From Uncertainty to Precision: Enhancing Binary Classifier Performance through Calibration

Authors
Affiliations

Arthur Charpentier

Université du Québec à Montréal

Agathe Fernandes Machado

Université du Québec à Montréal

Emmanuel Flachaire

Aix-Marseille School of Economics, Aix-Marseille Univ.

Ewen Gallic

Aix-Marseille School of Economics, Aix-Marseille Univ.

François Hu

Université de Montréal

Published

February 9, 2024

Introduction

This ebook is the online supplementary materials for the article titled “From Uncertainty to Precision: Enhancing Binary Classifier Performance through Calibration.”. The preprint is available on arXiv: https://arxiv.org/abs/2402.07790.

In this ebook, we are interested in the calibration of a binary classifier for which the scores returned by the model should be interpreted as probabilities.

The codes are written in R. This notebook explains them. You can download the scripts on the following github repository:

Structure

This ebook is structured into three main parts

Part 1: Synthetic Data and Calibration Metrics

In the first part, we provide an overview of the synthetic data utilized in our study and introduce various calibration metrics and visualization techniques. This foundational chapter lays the groundwork for understanding the subsequent analysis (Chapter 1). We then move to the presentation of the recalibration techniques and we apply them to our synthetic data (Chapter 2)
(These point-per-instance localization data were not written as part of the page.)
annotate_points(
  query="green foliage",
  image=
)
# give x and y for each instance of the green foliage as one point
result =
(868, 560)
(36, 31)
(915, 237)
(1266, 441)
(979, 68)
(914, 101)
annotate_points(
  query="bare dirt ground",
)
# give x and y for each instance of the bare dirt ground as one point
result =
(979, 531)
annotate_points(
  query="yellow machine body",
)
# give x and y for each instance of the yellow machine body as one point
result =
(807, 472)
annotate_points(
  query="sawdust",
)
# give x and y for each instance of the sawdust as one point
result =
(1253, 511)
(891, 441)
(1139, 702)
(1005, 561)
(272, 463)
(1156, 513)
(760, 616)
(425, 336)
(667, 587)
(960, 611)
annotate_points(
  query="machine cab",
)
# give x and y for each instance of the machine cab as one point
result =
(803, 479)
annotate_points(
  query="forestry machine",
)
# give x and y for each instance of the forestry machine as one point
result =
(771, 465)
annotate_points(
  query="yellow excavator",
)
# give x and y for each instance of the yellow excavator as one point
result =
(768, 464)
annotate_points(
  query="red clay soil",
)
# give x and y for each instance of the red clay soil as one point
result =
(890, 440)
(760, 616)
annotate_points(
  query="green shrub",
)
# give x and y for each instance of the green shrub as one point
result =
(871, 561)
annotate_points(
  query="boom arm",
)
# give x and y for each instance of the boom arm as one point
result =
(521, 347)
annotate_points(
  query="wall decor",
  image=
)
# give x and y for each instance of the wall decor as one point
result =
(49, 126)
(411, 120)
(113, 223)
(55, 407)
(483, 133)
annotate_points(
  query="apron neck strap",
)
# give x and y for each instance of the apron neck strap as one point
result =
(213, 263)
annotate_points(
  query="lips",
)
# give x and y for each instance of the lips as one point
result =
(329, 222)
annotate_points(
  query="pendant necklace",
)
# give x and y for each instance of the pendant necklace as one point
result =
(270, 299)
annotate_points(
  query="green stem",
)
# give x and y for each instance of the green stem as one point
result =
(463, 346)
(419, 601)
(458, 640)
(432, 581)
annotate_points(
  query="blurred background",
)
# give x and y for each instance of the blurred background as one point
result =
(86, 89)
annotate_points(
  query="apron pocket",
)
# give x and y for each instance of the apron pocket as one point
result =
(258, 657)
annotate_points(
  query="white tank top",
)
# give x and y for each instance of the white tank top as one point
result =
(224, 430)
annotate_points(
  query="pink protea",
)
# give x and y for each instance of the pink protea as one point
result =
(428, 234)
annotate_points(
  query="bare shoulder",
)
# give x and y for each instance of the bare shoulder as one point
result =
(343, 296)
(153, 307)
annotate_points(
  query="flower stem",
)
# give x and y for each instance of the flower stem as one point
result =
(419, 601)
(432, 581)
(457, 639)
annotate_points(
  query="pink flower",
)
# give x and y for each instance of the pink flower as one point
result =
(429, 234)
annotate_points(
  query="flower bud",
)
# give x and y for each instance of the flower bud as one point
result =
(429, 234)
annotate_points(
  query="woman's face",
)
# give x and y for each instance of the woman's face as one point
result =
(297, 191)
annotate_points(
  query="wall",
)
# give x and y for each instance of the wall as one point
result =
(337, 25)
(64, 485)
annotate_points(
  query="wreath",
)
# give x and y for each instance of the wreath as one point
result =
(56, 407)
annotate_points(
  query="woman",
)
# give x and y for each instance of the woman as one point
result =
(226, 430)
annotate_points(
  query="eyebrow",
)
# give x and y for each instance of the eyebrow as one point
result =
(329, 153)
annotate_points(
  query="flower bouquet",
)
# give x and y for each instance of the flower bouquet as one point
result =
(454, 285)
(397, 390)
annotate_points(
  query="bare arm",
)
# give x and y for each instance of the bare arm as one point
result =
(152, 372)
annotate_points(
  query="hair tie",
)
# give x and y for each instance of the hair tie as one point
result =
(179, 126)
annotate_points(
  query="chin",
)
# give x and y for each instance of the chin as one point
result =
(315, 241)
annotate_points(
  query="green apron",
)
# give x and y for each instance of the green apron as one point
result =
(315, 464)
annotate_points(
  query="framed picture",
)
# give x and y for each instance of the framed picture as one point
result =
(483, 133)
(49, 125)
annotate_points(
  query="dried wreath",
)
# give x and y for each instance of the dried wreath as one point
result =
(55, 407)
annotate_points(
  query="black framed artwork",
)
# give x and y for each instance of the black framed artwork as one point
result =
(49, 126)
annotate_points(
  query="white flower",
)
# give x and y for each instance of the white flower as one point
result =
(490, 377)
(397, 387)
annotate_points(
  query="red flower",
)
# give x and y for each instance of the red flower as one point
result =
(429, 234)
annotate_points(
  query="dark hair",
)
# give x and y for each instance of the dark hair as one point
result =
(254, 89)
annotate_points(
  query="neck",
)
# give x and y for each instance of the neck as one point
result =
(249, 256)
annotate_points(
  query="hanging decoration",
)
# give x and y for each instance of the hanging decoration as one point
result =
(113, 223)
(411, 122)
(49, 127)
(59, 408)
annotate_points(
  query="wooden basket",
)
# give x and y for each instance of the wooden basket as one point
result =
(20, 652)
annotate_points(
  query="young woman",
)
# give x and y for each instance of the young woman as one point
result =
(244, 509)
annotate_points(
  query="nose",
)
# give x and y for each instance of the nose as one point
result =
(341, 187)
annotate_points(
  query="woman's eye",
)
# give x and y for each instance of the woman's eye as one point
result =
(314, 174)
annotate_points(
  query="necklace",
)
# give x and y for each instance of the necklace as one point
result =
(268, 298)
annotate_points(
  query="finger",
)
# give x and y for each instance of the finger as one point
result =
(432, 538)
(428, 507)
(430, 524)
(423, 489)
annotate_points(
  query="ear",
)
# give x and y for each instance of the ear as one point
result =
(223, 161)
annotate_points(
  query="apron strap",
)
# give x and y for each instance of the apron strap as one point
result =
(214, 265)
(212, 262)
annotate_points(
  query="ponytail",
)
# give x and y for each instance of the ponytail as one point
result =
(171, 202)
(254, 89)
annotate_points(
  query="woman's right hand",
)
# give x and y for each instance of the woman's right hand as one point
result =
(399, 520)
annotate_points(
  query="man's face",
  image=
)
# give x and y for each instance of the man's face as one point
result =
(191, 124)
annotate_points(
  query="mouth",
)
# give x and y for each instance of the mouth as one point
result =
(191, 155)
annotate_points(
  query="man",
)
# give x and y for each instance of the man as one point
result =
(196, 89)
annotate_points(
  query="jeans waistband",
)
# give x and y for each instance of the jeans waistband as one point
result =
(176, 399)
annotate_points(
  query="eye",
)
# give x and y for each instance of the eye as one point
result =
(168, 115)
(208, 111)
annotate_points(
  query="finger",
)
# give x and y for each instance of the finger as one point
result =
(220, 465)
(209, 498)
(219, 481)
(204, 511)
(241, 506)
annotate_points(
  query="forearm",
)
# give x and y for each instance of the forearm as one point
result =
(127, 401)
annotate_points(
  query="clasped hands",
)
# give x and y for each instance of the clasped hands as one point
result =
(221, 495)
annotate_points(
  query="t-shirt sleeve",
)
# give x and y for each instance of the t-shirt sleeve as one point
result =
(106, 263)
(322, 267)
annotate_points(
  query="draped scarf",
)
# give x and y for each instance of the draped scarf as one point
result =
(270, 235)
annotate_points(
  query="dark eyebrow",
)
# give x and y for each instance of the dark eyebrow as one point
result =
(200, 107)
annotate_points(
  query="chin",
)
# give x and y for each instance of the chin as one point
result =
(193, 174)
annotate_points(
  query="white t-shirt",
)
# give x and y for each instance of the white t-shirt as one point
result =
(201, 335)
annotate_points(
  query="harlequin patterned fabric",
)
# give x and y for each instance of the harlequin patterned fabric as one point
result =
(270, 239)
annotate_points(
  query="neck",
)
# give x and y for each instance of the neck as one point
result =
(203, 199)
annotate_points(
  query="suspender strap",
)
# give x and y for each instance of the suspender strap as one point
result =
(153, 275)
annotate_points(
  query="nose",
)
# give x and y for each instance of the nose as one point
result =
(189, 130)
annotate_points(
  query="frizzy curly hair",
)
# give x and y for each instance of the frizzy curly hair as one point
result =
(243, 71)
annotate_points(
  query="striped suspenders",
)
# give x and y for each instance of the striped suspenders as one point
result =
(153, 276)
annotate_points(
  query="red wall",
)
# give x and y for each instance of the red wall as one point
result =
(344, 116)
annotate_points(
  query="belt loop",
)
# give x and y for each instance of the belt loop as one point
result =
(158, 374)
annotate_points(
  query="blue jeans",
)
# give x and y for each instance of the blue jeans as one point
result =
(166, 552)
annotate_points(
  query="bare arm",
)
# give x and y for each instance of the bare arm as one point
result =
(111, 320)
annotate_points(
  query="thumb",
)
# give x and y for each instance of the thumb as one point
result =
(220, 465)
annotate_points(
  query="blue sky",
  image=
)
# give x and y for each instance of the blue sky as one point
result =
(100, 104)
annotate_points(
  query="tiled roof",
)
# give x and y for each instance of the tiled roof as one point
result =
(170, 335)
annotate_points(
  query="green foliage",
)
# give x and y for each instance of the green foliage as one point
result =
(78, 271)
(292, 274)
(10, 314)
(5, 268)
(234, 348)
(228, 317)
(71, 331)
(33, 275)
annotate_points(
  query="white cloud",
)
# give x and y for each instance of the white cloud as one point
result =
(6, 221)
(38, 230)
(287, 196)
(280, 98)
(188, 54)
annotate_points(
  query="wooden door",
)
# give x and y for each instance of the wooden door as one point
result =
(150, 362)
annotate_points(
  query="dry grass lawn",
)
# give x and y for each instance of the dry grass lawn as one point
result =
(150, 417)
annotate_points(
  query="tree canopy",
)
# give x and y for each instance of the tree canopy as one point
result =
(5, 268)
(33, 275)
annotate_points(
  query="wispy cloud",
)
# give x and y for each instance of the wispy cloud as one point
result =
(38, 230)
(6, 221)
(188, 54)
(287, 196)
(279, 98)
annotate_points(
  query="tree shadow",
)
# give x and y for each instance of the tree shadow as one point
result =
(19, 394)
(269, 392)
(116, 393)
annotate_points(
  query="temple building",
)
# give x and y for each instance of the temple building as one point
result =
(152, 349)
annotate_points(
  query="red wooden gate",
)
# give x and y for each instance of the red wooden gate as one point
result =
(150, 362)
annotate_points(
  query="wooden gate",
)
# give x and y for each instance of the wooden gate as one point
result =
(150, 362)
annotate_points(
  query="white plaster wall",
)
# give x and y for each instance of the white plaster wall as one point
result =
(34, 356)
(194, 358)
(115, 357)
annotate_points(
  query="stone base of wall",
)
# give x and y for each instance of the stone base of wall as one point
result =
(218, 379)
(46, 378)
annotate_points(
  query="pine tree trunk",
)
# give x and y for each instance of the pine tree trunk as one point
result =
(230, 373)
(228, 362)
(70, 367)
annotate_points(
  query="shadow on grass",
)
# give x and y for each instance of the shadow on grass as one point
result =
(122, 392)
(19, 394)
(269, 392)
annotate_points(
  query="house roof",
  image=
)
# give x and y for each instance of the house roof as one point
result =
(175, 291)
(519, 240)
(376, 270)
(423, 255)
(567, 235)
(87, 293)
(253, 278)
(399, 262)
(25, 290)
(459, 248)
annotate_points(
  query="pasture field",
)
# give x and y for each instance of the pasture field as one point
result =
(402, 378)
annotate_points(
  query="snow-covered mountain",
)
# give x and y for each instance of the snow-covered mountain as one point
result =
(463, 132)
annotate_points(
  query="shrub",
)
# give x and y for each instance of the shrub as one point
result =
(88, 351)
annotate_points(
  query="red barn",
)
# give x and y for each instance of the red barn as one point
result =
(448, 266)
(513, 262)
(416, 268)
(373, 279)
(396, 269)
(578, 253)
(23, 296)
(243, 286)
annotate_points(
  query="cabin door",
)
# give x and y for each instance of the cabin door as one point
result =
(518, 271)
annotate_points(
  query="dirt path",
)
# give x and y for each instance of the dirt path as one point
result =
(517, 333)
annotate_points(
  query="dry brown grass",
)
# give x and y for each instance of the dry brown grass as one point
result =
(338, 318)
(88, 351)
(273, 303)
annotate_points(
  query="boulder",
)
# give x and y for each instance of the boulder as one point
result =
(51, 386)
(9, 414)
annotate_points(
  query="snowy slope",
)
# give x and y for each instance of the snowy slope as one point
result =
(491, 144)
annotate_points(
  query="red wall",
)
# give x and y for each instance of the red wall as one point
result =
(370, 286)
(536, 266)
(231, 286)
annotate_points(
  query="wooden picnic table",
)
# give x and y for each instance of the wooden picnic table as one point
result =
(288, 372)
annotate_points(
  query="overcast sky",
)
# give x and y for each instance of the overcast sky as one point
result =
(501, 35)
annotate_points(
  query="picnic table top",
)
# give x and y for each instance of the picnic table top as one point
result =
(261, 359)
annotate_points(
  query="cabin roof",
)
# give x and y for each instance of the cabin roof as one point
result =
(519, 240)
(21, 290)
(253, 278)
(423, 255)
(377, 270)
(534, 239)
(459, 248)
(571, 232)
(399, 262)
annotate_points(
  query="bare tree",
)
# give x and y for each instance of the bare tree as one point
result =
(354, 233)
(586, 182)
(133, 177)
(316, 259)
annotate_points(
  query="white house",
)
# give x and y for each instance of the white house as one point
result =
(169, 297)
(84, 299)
Part 2: Calibration of Random Forests

Moving forward, we look into the calibration of random forests. Initially, we estimate single random forest regressors and classifiers, detailing the calibration process step by step. We explore the effects of recalibration on the forest scores, both before and after adjustment (Chapter 3). Following this, we employ bootstrap simulations to further explore the calibration of random forests using synthetic data. We analyze the calibration metrics pre- (Chapter 4) and post-recalibration (Chapter 5).

Part 3: Real-World Data Analysis

In the final part, we transition to real-world data on default prediction. We kick off with a comprehensive grid search to identify the optimal set of hyperparameters for both random forest regressors and classifiers (Chapter 6). Subsequently, we conduct bootstrap simulations to evaluate the calibration of random forests on real-world data, and examine the relationship between performance and calibration metrics. The simulations are run in Chapter 7 and the results are presented in Chapter 8.